Бессонница | страница 8



Покачивающаяся и подрагивающая голова Эда немедленно повернулась в сторону здоровенного мужика, как радарная установка, следящая за пролетающим самолетом, и Ральф в первый раз как следует рассмотрел глаза Эда. Он почувствовал, что в груди у него загорелся тревожный сигнал, и неожиданно побежал к месту аварии. Эд тем временем двинулся к мужчине в вымокшей от пота белой рубашке и кепке. Он важно вышагивал на прямых, негнущихся ногах, высоко подняв плечи; его обычная легкая походка совершенно переменилась.

— Эд! — крикнул Ральф, но свежий ветерок — теперь уже холодный, предвещающий дождь, — казалось, отшвыривал звуки еще до того, как они слетали с его губ. Эд и не подумал обернуться. Ральф прибавил ходу, забыв про нытье в ногах и дергающую боль в пояснице. В широко раскрытых, неморгающих глазах Эда Дипно он увидел не что иное, как убийство. У него не было абсолютно никакого опыта, на котором могло основываться такое утверждение, но он не верил, что мог ошибиться и спутать с чем-то этот красноречивый блеск; такой взгляд бывает у бойцовых петухов, когда они бросаются друг на друга и вовсю лупят шпорами.

— Эд! Эй, Эд, постой! Это я, Ральф!

Эд не оглянулся, хотя Ральф был теперь уже так близко, что его невозможно было не услышать — даже при таком ветре. Толстяк, во всяком случае, оглянулся, и Ральф прочитал в его взгляде неуверенность и страх. Потом толстяк снова повернулся к Эду и примиряющим жестом поднял руки.

— Послушай, — сказал он. — Мы можем договориться…

Больше он ничего не успел сказать. Эд сделал еще один торопливый шаг по направлению к нему, выбросил вперед костлявую руку — она выглядела очень белой на фоне быстро темнеющего неба — и шлепнул толстяка по его отнюдь не безвольному подбородку. Раздался звук, похожий на треск детского духового ружья.

— Скольких уже убил? — спросил Эд.

Вытаращив глаза и открыв рот, толстяк прижался спиной к кузову своего пикапа. Деревянная походка Эда показалась Ральфу до странности уверенной. Он подошел к толстяку и встал вплотную к нему, живот к животу, как будто не замечая того факта, что водитель пикапа на четыре дюйма выше и на сто с лишним фунтов тяжелее. Эд размахнулся и ударил его снова.

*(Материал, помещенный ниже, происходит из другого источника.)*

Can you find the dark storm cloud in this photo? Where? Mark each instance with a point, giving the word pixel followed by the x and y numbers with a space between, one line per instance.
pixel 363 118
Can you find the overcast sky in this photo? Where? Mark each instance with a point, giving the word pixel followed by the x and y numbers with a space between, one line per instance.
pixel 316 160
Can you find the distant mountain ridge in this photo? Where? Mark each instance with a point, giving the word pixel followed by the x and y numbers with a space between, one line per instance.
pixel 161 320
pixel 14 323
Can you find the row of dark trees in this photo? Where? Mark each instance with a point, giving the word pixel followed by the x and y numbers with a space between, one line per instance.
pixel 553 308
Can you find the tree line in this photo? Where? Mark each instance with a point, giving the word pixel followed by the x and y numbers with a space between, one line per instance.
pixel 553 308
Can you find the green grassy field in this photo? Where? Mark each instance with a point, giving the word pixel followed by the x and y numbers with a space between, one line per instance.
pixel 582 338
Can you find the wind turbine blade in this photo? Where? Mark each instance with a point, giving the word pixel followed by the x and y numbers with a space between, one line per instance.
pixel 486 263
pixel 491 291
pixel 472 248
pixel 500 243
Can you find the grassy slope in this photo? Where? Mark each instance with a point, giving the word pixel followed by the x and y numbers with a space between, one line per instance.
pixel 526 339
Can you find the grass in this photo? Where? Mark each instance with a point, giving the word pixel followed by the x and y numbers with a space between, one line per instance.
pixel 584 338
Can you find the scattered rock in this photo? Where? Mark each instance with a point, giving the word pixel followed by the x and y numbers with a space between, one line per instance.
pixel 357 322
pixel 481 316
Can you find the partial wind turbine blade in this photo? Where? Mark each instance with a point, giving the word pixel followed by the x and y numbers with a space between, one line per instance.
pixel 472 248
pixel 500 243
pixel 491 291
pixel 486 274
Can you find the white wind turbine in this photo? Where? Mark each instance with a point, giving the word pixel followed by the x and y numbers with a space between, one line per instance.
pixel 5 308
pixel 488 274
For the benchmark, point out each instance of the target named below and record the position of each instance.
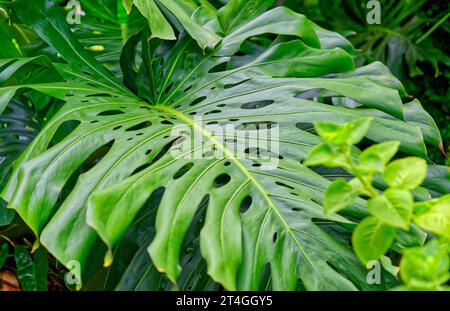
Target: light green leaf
(406, 173)
(375, 158)
(238, 12)
(394, 207)
(372, 239)
(434, 216)
(387, 265)
(426, 267)
(83, 193)
(338, 196)
(159, 26)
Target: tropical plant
(409, 39)
(422, 268)
(128, 174)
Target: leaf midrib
(244, 170)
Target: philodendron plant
(131, 184)
(425, 267)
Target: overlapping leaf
(259, 219)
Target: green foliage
(31, 270)
(425, 267)
(116, 181)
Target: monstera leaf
(170, 172)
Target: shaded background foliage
(412, 40)
(425, 74)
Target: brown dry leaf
(8, 282)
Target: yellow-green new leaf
(159, 26)
(338, 196)
(407, 173)
(393, 208)
(375, 158)
(426, 267)
(434, 216)
(372, 239)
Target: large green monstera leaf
(171, 168)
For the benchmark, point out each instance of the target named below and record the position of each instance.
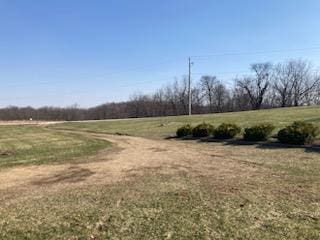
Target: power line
(255, 53)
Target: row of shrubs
(298, 133)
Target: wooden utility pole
(189, 90)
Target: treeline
(291, 83)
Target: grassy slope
(164, 126)
(37, 145)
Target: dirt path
(133, 156)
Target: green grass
(171, 207)
(21, 145)
(164, 126)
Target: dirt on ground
(130, 157)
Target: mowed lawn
(182, 189)
(22, 145)
(164, 126)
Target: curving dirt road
(129, 156)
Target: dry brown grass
(166, 189)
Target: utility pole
(189, 90)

— Давай! Признавайся, храбрец… скольких ты уже убил? — Его голос сорвался на крик, который потонул в первом серьезном громовом раскате.

Толстяк отпихнул его — жестом, в котором чувствовалась вовсе не агрессивность, а лишь обыкновенный страх, — и Эд отлетел назад, стукнувшись спиной о смятый капот «датсуна». Он тут же выпрямился, сжав кулаки и готовясь прыгнуть на толстяка, который склонился над кузовом своего пикапа; его кепка сползла набок, а рубашка выбилась из-под пояса сзади и на боках. Внезапное воспоминание прорезало мозг Ральфа — небольшая пантомима о трех художниках, которую он видел много лет назад, и он ощутил неожиданную волну сочувствия к толстяку, в тот момент крайне нелепому и до смерти напуганному.